South Carolina School District is back to the virtual classroom


South Carolina School District is back to the virtual classroom

Pickens County school officials decided at an emergency meeting Friday, after nine days of in-class learning for the system's 15,000-plus students, the Grenfell News reported.

"We don't know if it's safe to continue as is or not," district spokesman Darian Baird said during the meeting, and other districts should pay attention.

According to the school district's website, as of the week of August 13, 142 students and 23  teachers staff have tested positive for COVID-19, while 634 students and 42 staff members are in quarantine.

The peak last school year was 85 students in January this year, right after the winter break, officials said.

Baird said four staff members and a student were taken to the hospital.

Officials said distance education in the county would continue at least this week, with the first two days giving students a chance to pick up Chromebooks such as a laptop.

Byrd said the district would announce plans next week by Thursday.

Slots for other areas are scattered from Monday to Thursday.

Union County students will be the only ones out of 760,000 students statewide still on summer vacation by the end of this week. They started on August 23

It's another school year completely different. Many schools welcome students back in person after the 2020-21 school year experienced massive disruption due to the COVID-19 pandemic.

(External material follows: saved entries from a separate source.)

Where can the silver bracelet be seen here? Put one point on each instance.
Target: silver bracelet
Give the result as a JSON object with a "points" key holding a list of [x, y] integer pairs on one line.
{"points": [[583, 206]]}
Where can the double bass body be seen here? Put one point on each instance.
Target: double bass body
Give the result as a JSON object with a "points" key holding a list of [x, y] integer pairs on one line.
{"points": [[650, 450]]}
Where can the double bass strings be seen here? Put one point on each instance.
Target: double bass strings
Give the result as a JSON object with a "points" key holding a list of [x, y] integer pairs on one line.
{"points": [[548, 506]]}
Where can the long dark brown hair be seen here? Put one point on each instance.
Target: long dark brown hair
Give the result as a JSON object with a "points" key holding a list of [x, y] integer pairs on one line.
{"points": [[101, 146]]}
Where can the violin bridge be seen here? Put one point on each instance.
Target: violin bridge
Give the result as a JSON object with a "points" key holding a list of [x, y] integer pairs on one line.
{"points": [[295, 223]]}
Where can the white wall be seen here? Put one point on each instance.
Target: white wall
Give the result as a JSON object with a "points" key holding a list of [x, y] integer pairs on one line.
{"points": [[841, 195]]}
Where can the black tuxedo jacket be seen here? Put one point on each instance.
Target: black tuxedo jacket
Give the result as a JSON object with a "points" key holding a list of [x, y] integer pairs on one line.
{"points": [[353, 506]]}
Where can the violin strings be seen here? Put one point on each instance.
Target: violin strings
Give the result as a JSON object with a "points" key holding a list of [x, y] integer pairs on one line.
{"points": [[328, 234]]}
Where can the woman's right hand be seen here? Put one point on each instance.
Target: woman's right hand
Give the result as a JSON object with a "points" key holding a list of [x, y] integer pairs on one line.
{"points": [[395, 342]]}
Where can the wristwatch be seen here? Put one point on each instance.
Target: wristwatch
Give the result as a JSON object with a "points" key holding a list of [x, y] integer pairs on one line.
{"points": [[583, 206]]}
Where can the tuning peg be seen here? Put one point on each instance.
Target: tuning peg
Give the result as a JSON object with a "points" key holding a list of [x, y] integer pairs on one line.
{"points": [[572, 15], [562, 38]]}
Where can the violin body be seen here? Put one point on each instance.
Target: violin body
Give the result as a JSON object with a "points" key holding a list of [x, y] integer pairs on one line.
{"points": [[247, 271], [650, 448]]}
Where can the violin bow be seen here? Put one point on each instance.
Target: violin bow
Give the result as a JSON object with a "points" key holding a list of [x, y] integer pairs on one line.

School leaders said students and teachers are welcome to wear masks, but they cannot be assigned even with another spike in COVID-19 cases. They also cannot order vaccinations for students who are eligible for vaccination.

The South Carolina General Assembly has put a rule in this year's state budget prohibiting counties from requiring masks. It passed in June before the current massive increase in COVID-19 cases began. Governor Henry McMaster agrees that parents should choose whether students wear masks.

Lawmakers also made a budget rule that school districts would start losing significant funding if more than 5% of their students chose to go to nearly every semester.